Symbole de cette renaissance horlogère, la nouvelle Sport Classic ESC Titanium (ci-dessus), qui marque peut-être (et même probablement) le retour d’Ebel aux grands classiques de l’horlogerie. Il s’agit d’une montre masculine [donc d’un produit de « conquête » sur un marché et à des prix délaissés par les grandes marques], d’allure classique, en deux variantes de cadran (chiffres romains ou chiffres arabes, sous un verre saphir antireflets) et un superbe état de surface sablée-satinée [de toute beauté sur une base titane]. L’intégration boîtier-bracelet apporte à cette version de la Sport Classic une remarquable et très efficace unité esthétique : on reconnaît l’icône, mais elle réussit à nous étonner par sa réincarnation dans un titane inhabituel. En 40 mm, avec un mouvement automatique ETA, une tendance ultra-plate sans mièvrerie (9 mm) et en série limitée à 200 exemplaires, c’est l’arme fatale d’Ebel pour la prochaine rentrée – surtout à moins de 3 000 CHF. S’il y avait un reproche stylistique à faire à cette montre, ce serait la concession à la « modernité » (?) que constitue l’abandon du biodesign initial, tout en rondeurs, de la Sport Classic née en 1977 (ci-dessous), au profit d’angles et de chanfreins qui « cassent » les volumes sans vraiment apporter de force à l’allure de la montre : on a anglé ce qui n’aurait pas dû l’être (notamment le boîtier et la couronne) et de fait affadi l’ensemble en le banalisant…

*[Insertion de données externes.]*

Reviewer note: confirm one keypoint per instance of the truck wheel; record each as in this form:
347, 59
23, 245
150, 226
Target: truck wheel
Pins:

Ebel voit à présent s’ouvrir devant ses nouvelles, mais toujours très humbles, ambitions une exceptionnelle « fenêtre de tir » : à ce niveau de prix moyen, l’offre suisse n’est pas légion, ni très convaincante, ni même réellement séduisante – or, les montres Ebel ont quelque chose de « plus », notamment les rassurantes « icônes » de la maison. D’autre part, les grands groupes abandonnent par centaines leurs détaillants multi-marques traditionnels, ce qui libère de la place dans les vitrines tout en créant dans le réseau un vrai appel d’air pour les marques « alternatives » et « crédibles » – au premier rang desquelles on peut désormais classer Ebel. Comme disent les perroquets de la « classe parlante », il se crée un « alignement des planètes » très favorable pour une maison comme Ebel. Se dessine ainsi un nouvel avenir pour Ebel et une chance inouïe, celle de recoller à nouveau à un peloton de tête de plus en plus clairsemé. On espère seulement que les dirigeants de la marque et du groupe – qui ne semblent pas partis pour – n’auront pas la tentation, très récurrente dans l’horlogerie suisse, de « péter plus haut que leur cul » et de brûler les étapes pour gagner un peu plus vite un peu plus d’argent pour les actionnaires de Movado, qui en ont déjà tant perdu dans cette épopée. Il faut savoir donner du temps au temps : au cours de ces cinq dernières années, Ebel a prouvé qu’on pouvait à nouveau être après avoir été – ce n’est pas un exemple si fréquent dans l’actuelle industrie des montres. Le tout est de rester sérieux, modeste et honnête, bref raisonnable…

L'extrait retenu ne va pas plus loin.